Przełomowe zwycięstwo RIAA z piractwem
Operator sieci P2P LimeWire jest winny naruszenia praw autorskich - orzekł sąd w Nowym Jorku. Taki werdykt, to niewątpliwie jedno z największych zwycięstw z piractwem w USA.
W sierpniu 2006 roku amerykańskie stowarzyszenie branży fonograficznej RIAA złożyło w sądzie pozew przeciwko firmie LimeWire oskarżając ją o naruszenia praw autorskich, nieuczciwą konkurencję oraz nakłanianie użytkowników do łamania praw autorskich. Po kilku latach rozprawy, sąd zgodził się z RIAA i uznał LimeWire oraz jej właściciela Marka Gortona za winnych.
"Materiał dowodowy wskazuje, że oprogramowanie firmy LimeWire zoptymalizowano w celu pobierania cyfrowych nagrań, które w większości są chronione prawem autorskim" - brzmi werdykt sędziego.
Co więcej, RIAA uważa, że ma prawo do odszkodowania w wysokości 150 tysięcy dolarów za każdy nielegalnie ściągnięty plik.

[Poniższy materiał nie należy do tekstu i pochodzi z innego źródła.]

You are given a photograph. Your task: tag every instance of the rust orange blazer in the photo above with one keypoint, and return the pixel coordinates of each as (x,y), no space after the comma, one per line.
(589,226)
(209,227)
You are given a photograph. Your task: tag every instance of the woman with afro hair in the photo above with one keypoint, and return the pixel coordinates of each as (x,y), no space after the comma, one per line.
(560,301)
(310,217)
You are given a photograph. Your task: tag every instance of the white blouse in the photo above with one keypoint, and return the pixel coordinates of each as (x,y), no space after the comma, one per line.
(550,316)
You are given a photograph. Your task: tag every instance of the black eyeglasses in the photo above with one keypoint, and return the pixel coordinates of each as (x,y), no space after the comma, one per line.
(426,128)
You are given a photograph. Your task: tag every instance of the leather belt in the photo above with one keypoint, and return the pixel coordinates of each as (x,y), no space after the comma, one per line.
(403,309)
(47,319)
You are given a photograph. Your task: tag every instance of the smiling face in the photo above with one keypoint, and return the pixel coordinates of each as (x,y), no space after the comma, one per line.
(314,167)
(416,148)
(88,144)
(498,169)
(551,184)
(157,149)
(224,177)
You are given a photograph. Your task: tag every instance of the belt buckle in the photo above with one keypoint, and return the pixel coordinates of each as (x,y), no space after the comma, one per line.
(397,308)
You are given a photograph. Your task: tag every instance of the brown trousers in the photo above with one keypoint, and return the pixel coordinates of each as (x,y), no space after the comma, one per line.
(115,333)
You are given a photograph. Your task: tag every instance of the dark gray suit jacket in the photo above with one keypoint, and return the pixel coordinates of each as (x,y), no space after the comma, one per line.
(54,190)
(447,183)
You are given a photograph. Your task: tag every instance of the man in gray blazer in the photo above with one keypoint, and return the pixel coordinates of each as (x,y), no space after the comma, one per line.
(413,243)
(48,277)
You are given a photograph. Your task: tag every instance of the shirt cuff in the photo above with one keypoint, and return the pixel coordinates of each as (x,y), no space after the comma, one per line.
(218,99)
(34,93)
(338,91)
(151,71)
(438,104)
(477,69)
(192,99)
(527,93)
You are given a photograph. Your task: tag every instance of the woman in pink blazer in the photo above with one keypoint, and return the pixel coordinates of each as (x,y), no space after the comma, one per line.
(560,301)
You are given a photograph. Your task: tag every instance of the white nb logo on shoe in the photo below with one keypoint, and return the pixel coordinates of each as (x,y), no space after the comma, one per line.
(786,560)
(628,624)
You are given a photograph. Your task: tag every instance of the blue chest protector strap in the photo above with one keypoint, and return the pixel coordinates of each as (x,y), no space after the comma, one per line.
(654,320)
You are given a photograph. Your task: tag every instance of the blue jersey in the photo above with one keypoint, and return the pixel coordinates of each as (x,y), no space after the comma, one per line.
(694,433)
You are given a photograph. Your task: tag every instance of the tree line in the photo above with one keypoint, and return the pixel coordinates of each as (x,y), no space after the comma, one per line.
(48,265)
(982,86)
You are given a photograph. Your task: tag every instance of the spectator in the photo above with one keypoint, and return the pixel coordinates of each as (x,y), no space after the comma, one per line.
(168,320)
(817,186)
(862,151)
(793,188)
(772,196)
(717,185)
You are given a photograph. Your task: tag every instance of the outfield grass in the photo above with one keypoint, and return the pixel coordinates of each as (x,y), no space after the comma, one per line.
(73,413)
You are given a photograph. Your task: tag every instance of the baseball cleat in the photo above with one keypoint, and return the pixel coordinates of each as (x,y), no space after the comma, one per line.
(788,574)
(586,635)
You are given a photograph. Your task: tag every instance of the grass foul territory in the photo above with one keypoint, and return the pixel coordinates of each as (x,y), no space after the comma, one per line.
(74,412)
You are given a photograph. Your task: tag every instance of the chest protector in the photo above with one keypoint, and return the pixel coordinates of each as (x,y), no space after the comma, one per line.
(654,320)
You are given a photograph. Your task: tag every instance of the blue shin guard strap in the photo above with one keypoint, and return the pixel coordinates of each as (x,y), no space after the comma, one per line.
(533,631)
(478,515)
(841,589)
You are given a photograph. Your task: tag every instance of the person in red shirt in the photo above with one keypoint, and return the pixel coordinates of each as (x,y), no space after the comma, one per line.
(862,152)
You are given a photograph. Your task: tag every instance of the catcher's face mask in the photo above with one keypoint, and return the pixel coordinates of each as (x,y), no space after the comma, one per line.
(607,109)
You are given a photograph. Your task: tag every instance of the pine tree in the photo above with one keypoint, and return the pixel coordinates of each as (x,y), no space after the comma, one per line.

Tak więc suma zadośćuczynienia może okazać się niebotycznie wysoka.
Według badań przeprowadzonych przez NPD Group wynika, iż z aplikacji LimeWire korzysta 58 proc. Amerykanów, którzy ściągają muzykę z internetu. Ponadto szacuje się, że popularnej strony WWW, oprogramowanie LimeWire zostało pobrane ponad 200 milionów razy. W zeszłym tygodniu program został ściągnięty ponad 340 tysięcy razy.
Przedstawiciele LimeWire jeszcze nie ustalili, czy będą składać odwołanie od werdyktu sądu.